I've been reading some material and here I have a question: I saw a fragment of code is like this:
>getNthElem 1 xs = head xs
>getNthElem n [] = error "'n' is greater than the length of the list"
>getNthElem n xs
> | n < 1 = error "'n' is non-positive"
> | otherwise = getNthElem (n-1) (tail xs)
Should I type all these lines exactly the same into ghci or should I create a .hs file and put them in, then load it in the ghci?
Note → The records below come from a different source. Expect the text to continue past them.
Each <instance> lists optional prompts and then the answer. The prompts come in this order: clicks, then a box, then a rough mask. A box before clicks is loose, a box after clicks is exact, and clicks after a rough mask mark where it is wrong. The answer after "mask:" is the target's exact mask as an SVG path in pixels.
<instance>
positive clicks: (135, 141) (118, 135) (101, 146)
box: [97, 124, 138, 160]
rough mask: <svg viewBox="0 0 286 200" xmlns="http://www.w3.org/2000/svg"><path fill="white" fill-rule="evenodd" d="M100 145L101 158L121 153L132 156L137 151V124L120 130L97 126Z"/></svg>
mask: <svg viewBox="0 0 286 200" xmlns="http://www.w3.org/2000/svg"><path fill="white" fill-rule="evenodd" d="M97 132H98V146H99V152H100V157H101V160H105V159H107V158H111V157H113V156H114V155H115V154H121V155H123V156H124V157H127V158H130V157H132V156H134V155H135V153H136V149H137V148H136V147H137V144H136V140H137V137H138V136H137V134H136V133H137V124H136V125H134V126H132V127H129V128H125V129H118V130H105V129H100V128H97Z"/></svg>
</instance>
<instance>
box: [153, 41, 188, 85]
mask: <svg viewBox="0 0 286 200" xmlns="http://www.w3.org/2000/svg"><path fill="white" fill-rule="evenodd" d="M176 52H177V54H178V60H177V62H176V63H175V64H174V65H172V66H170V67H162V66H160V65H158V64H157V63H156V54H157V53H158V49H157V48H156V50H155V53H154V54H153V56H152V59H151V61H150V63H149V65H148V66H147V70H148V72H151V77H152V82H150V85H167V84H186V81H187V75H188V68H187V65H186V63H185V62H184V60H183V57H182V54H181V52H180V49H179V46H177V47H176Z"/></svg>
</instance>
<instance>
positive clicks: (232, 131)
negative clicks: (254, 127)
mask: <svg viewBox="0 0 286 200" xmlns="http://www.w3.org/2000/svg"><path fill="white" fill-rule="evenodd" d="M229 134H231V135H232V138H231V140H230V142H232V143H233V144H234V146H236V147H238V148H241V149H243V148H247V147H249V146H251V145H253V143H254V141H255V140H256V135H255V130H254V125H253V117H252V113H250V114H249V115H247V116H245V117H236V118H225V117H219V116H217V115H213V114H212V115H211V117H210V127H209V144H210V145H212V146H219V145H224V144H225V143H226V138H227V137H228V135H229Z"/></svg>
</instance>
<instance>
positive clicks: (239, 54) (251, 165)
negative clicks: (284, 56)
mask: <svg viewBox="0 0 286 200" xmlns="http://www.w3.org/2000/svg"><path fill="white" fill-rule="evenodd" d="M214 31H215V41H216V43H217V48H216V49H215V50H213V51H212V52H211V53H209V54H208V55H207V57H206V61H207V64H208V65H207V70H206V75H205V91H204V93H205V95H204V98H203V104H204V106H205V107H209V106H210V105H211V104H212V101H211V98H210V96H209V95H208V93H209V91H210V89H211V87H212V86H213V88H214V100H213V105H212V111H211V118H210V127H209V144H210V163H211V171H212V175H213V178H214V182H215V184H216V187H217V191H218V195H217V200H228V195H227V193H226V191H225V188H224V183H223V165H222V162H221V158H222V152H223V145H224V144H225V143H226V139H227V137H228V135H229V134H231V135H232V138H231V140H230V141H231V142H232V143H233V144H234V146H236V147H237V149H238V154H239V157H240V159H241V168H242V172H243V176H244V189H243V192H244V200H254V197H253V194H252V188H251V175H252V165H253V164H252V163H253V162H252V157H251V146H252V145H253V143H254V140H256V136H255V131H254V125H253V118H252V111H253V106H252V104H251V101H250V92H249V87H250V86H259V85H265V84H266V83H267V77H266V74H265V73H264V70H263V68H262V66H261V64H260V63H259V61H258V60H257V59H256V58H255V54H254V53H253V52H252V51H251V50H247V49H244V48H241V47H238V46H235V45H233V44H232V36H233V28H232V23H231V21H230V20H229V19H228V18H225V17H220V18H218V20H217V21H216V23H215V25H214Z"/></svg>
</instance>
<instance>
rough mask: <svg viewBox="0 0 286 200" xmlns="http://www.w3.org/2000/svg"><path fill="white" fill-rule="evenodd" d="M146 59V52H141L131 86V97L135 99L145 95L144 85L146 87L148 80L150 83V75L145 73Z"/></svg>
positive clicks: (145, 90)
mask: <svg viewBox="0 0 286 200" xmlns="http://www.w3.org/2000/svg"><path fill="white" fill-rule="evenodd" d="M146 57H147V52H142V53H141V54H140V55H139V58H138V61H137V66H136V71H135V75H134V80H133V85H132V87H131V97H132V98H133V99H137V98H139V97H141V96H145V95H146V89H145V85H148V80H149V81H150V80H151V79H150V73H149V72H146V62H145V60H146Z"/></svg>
There are 2 ways to do this:
Use multiline mode within ghci by setting the flag as:
Prelude> :set +m
Prelude> let getNthElem 1 xs = head xs
Prelude| getNthElem n [] = error "error1"
Prelude| getNthElem n xs
Prelude| | n < 1 = error "error2"
Prelude| | otherwise = getNthElem (n-1) (tail xs)
Prelude|
Prelude>
Create a file and load it as a module to access the types and functions defined in it as
Prelude> :l myModule.hs
And file contents:
getNthElem :: Int -> [a] -> a
getNthElem 1 xs = head xs
getNthElem n [] = error "'n' is greater than the length of the list"
getNthElem n xs
| n < 1 = error "'n' is non-positive"
| otherwise = getNthElem (n-1) (tail xs)
I would recommend using the second option since it's quite easy to mess up indentation in multiline mode within GHCI. Also, make it a habit of adding type signatures before you start defining the function body.